Royal Mail In Stand-Off Over MPs' Inquiry

Written By Unknown on Minggu, 09 November 2014 | 11.46

By Mark Kleinman, City Editor

Royal Mail has been secretly resisting pressure from MPs for it to appear alongside rival postal operators as part of a new probe into competition in the industry.

Sky News has learnt that Royal Mail made representations to the Business, Innovation and Skills (BIS) Select Committee requesting that it should not be forced to give evidence during the sale session as Whistl and UK Mail.

Sources said that Moya Greene, Royal Mail's chief executive, would appear before the Committee on 26 November, adding that the MPs had refused to bow to the company's desire for it to appear separately.

The row is the latest development in Royal Mail's efforts to persuade politicians and regulators to commit to reforms that it says are necessary to protect the Universal Service Obligation (USO), which obliges it to deliver to every UK address for a fixed price.

"This decision might make good theatre but it won't make for good analysis of the issues," a source said on Friday.

The BIS Committee announced the launch of its inquiry in September following complaints from the privatised Royal Mail that its ability to meet its USO obligations is being undermined by the expansion plans of Whistl, the rebranded TNT Post.

Sky News also understands that Dave Ward, a senior official at the CWU union, has also been asked to appear before MPs this month, while Ed Richards, Ofcom chief executive, will give evidence in early December.

The hearings will mark the latest phase of an intensive period of lobbying by Ms Greene, who has been vocal in her criticism of the industry's regulatory regime.

Last month, she and her chairman, Donald Brydon, attended an Ofcom board meeting to warn that a review of postal markets planned for the end of next year must be accelerated to safeguard the USO.

Since listing on the stock market as part of its contentious £3.3bn privatisation last year, Ms Greene has complained that Whistl's expansion plans could cost Royal Mail £200m in lost revenue by 2017.

Ofcom is expected to decide whether to bring forward its assessment shortly.

Reiterating previous statements on the issue, a spokesman for the regulator said: "Protecting the universal service is at the heart of Ofcom's work, and our own evidence clearly shows that the service is not currently under threat.

"We are listening to the views of Royal Mail and other parties regarding competition in the market.

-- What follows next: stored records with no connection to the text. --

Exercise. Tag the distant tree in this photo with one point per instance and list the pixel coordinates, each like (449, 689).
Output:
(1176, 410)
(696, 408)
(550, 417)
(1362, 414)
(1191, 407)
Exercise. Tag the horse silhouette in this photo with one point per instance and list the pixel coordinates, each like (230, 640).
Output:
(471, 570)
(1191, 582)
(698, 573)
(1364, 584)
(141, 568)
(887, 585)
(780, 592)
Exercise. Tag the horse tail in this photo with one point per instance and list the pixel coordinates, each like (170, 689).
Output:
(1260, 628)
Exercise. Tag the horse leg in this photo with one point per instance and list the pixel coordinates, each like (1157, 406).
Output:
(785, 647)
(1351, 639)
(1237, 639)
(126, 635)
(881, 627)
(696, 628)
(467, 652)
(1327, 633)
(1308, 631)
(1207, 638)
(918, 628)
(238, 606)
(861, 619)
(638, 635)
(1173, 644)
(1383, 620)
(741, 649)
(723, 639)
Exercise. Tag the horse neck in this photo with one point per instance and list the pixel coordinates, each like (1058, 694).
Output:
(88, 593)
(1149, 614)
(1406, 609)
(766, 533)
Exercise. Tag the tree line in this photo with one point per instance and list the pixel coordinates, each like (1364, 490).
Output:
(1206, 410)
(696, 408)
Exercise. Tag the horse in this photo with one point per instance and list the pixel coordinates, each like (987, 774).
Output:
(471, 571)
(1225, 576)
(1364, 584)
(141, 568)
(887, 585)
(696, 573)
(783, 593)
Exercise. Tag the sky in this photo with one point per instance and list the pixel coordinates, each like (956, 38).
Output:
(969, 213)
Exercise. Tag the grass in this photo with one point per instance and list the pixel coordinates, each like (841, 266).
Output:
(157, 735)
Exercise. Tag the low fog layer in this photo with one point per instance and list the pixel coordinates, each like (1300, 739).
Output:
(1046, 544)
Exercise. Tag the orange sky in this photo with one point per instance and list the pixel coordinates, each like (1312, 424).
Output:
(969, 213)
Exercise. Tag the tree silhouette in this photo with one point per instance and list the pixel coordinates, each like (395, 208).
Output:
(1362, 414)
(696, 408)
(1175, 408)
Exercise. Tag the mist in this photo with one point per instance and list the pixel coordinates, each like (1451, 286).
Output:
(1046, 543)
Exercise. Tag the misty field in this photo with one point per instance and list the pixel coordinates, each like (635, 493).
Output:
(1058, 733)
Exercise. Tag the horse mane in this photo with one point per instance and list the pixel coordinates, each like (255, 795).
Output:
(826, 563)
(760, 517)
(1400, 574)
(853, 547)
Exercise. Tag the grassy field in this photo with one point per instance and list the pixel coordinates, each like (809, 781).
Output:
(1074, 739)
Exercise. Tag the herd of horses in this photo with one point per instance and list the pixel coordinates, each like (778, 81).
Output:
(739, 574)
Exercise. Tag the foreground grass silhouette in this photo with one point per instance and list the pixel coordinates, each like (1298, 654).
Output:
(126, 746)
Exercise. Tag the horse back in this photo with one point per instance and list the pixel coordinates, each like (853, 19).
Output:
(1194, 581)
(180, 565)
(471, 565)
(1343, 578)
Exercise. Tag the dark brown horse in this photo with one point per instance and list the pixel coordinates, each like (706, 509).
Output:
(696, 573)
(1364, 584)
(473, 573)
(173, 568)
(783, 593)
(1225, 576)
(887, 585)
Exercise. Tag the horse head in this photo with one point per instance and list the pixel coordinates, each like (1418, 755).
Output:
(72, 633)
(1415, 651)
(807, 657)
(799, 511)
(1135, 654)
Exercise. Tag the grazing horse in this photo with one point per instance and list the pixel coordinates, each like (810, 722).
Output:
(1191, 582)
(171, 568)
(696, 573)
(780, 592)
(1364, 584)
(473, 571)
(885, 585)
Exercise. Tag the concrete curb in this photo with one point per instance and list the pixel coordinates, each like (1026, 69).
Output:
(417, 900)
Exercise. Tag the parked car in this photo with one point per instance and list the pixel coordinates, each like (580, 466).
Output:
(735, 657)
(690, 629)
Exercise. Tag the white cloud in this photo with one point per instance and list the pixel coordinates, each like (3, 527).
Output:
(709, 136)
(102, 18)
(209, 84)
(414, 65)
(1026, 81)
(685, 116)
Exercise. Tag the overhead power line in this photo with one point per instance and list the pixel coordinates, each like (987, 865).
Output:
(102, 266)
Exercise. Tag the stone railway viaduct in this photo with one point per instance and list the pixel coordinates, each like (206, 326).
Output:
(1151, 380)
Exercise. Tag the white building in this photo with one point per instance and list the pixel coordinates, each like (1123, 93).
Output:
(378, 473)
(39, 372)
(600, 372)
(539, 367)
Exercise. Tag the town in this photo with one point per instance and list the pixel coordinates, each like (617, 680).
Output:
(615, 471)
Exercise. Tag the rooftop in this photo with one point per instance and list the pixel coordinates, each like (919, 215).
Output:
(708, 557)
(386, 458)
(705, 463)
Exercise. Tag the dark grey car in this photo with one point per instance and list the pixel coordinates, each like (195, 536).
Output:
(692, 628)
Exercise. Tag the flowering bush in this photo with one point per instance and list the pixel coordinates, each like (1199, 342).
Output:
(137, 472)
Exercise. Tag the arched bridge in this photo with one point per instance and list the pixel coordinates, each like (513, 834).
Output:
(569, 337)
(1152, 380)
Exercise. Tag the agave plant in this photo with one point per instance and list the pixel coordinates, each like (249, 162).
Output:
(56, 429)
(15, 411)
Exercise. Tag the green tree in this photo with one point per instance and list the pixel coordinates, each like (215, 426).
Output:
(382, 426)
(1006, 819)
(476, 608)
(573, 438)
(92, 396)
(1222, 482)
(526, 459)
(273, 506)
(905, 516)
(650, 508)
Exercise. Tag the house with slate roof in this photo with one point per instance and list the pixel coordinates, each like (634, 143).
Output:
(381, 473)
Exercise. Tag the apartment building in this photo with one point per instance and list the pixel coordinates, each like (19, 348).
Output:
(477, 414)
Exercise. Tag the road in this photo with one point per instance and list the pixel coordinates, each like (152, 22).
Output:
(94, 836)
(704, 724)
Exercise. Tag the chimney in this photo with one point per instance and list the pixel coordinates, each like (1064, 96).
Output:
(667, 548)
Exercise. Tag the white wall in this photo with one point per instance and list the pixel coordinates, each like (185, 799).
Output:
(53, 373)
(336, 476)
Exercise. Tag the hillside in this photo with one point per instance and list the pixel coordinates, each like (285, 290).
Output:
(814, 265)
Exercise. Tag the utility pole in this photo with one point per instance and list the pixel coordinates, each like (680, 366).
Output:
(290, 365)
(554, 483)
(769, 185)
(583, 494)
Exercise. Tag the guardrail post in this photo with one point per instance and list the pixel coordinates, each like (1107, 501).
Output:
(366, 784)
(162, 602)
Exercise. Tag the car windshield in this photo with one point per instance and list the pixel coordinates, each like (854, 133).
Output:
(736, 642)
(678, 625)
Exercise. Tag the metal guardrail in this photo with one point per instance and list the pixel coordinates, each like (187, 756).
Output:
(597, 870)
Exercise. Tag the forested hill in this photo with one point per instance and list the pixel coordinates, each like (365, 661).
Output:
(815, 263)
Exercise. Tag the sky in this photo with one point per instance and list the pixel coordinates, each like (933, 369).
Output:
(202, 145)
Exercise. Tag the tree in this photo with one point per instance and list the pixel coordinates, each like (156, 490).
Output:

We would assess any emerging threat to the service quickly, in the interests of postal users."

Royal Mail's shares have had a bumpy ride since last autumn's sale by the Government.

They initially surged, leading to accusations that Vince Cable, the Business Secretary, had cost the taxpayer £1bn by underpricing them.

However, the UK regulatory framework, an impending financial settlement with French competition authorities and the growing impact of greater competition - exemplified by Amazon UK's recent launch of a same-day delivery service - have weighed on Royal Mail shares in recent months.

On Friday, they were trading at just over 462p, down 20% during the last 12 months but exactly 40% higher than the price at which they floated last year.

Taxpayers continue to own 30% of Royal Mail, although there is little prospect of a sale of the remaining shares ahead of next year's General Election.